The company’s railroad, BNSF, had what Buffett calls a “disappointing” year, with revenues declining from $ 22 billion in 2015 to $ 20 billion, and after-tax profits falling from $ 4.2 billion to $ 3.6 billion. Coal and crude oil carloads were down especially. In contrast, the railroad’s corporate cousin, Berkshire Hathaway Energy—which Buffett slots with BNSF as a “regulated, capital-intensive” business—maintained its growth, sliding up in after-tax earnings from $ 2.4 billion in 2015 to $ 2.5 billion.
Berkshire’s sprawling manufacturing, service, and retail businesses jumped in revenues from $ 108 billion in 2015 to $ 120 billion in 2016, mainly because of the parent’s acquisition in 2016 of two sizable companies, Precision Castparts (formerly publicly-owned) and Duracell (formerly a Procter & Gamble subsidiary). After-tax profits of the overall group rose in 2016 by $ 950 million, increasing from less than $ 4.7 billion to more than $ 5.6 billion, again principally because of those two additions. Berkshire also reported that its costs for Duracell’s “transition, business integration, and restructuring” were $ 109 million, an expenditure suggesting that Berkshire may be running a tighter ship than was P&G.
The company’s huge and diversified insurance business ended 2016 with $ 92 billion in “float”—the money that Berkshire and Buffett hold, and can invest, until it must be paid out in claims. Float rose $ 4 billion during the year, thereby once again contradicting Buffett, who has been warning for several years that it could begin to go down. In another piece of good news, Berkshire Hathaway Reinsurance Group bounced back to $ 822 million in pre-tax profit, after a 2015 slump to about half that. Geico’s profits slumped that year as well and did not recover in 2016. But auto insurers have in general been hurt by soaring loss costs—much of the trouble caused by drivers who text—and some insurers, Buffett reports in his letter, have been pulling back from the business. But not Geico, which has accelerated its push for new policyholders. In Buffett’s opinion, that strategy is perfect: “We like to make hay while the sun sets, knowing that it will surely rise again.”
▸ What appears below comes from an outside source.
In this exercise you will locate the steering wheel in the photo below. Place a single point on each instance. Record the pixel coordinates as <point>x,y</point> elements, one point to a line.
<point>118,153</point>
That comment is straight out of the Buffett book of optimism. His presidential candidate, Hillary Clinton, did not win, of course. But nothing about that setback diminished his belief that the United States has a golden future.
He turns—as he so often has—to that subject in his letter, saying, “One word sums up our country’s achievements: miraculous. From a standing start 240 years ago—a span of time less than triple my days on earth—Americans have combined human ingenuity, a market system, a tide of talented and ambitious immigrants, and the rule of law to deliver abundance beyond any dreams of our forefathers.”
Then there’s his wind-up: “I’ll repeat what I’ve both said in the past and expect to say in future years: Babies born in America today are the luckiest crop in history.”
Buffett is 86, and trending nicely to 87. He plainly anticipates seeing many of those babies add years. There is no thought in his letter that he might retire, or name a successor, or do anything different from what he has for 52 years absolutely loved: running Berkshire Hathaway.
The writer of this article, Carol Loomis, a retired senior editor-at-large of Fortune, is a long-time friend of Warren Buffett’s, a Berkshire Hathaway shareholder, and pro bono editor of Buffett’s annual letter to shareholders.